Namun warga sangat menyayangkan, dua bulan sudah berlalu laporan warga belum ada titik terang alias jalan ditempat. “Warga menaruh harapan kepada penegak hukum agar menempatkan hukum sebagai panglima tertinggi, memberikan perlindungan kepada masyarakat serta mampu menangkap pelaku penganiayaan, penebar teror, serta pembakar rumah,” tegas warga kepada awak media.Dikonfirmasi terpisah, Kapolsek Kutalimbaru Polrestabes Medan Hendri Surbakti melalui Kanit Reskrim Rudi Sitohang mengatakan, bahwa laporan kasus pembakaran serta laporan kasus pengancaman belum cukup alat bukti, Jumat (14/8/2020).
"Kalau untuk kasus penganiayaan sudah ditetapkan tersangkanya inisial nama MB, namun kemarin sudah mau damai, nunggu waktu yang baik saja," tegasnya singkat.

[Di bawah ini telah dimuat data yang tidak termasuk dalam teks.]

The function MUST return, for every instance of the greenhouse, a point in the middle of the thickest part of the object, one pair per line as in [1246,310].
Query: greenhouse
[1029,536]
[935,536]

Lebih lanjut dikatakan, salah satu tokoh masyarakat Pasta Surbakti menjelaskan bahwa kelompok Tani Sada Ola Reboisasi sudah mengelola lahan tanah tersebut selama kurang lebih enam tahun lamanya. “Sudah bercocok tanam disana bersama masyarakat lima puluhan Kepala keluarga (KK) lebih dan bahkan bertempat tinggal di lahan itu,” bebernya kepada awak media, Kamis (13/8/2020).
Sekedar diketahui, Kelompok Tani Kehutanan Sada Ola Reboisasi ini berdiri pada tahun 2017 dengan SK Kepala Desa Suka Makmur Nomor: 067/2001/SM/2017 ditandatangani Kepala Desa dan tercatat dalam salinan Akte Notaris Gloria Gita Putri Ginting SH Mkn dengan Akte Pendirian Kelompok Tani Sada Ola Reboisasi Nomor Akte 94. Sementara susunan pengurus diketuai Supardi Surbakti dan penasehat Marhen Tarigan beranggotakan 100 lebih petani.
Selanjutnya, pada 4 Februari 2018, kelompok tani berkirim surat kepada UPT Pengelolaan Taman Hutan Raya Bukit Barisan minta untuk memanfaatkan kawasan hutan secara maksimal, adil dan berkelanjutan dengan tetap menjaga kelestarian hutan. Pihak UPT kehutanan memberikan izin dan diketahui kerap menyerahkan bibit kepada kelompok tani untuk ditanam demi melestarikan hutan negara.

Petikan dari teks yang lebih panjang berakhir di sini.